Chemins de la connaissance et passerelles

 

        Certains créateurs (Alberto Giacometti, Zao Wou-ki, Sartre, Freud... voir les articles correspondants sur le site) bouleversent la connaissance dans la culture occidentale. Ils permettent la proposition de passerelles transculturelles qui offrent à l’être disponible une possibilité de migration et de distanciation.

  • Il n’est pas question d’atteindre une vérité ultime et universelle.
  • Il n’est pas question d’un refus des références symboliques fondamentales.
  • Il s’agit d’une mise à l’épreuve de la capacité de ces références à être malléables et vivantes.

      Même les sciences dures côtoient l’irrationnel et y puisent leurs hypothèses. Il suffit pour s’en convaincre de parler avec un astrophysicien ou un physicien de l’atome.

        Ces passerelles se ferment lorsque la vérité devient dogmatique ou militante, voire politique, considérant toute contestation de cette vérité promulguée comme un acte terroriste.

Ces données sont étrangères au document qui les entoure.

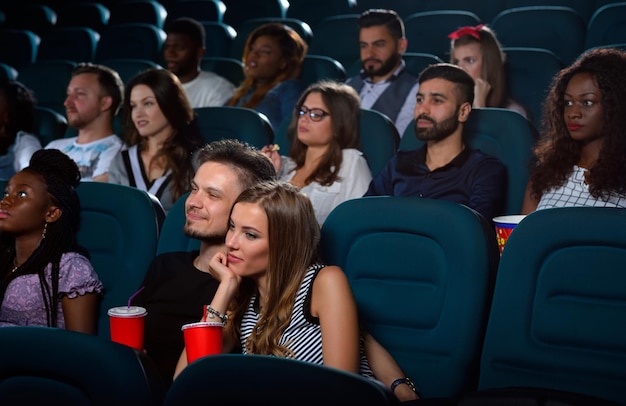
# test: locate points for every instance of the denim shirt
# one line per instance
(278, 104)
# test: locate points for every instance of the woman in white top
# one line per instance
(581, 159)
(160, 135)
(324, 160)
(17, 145)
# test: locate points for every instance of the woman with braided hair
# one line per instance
(46, 278)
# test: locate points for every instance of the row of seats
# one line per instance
(499, 132)
(47, 13)
(429, 287)
(422, 272)
(52, 366)
(526, 83)
(558, 29)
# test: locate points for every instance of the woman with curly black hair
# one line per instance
(46, 278)
(581, 158)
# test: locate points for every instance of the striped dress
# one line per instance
(303, 336)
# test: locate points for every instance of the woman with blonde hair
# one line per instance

        Certains chemins vers la connaissance laissent apparaître des divergences majeures :

  • penser avec ou sans dieu, avec ou sans déterminisme à priori,
  • explorer le vaste champ d’une représentation du monde préfigurée ou accepter de mettre à l’épreuve le savoir pour accéder à la connaissance,
  • avoir la conviction d’une unité de l’être qui prend place dans un univers peuplé de mythes ou au contraire penser sa division, l’être étant lui-même peuplé de ses démons…

        Ces voies antinomiques compliquent singulièrement les rencontres. La violence guette, à moins de se retrouver dans l’espace flottant d’une méditation ou d’un sentiment océanique en rêvant l’être dans sa complétude, entre mystique et sagesse.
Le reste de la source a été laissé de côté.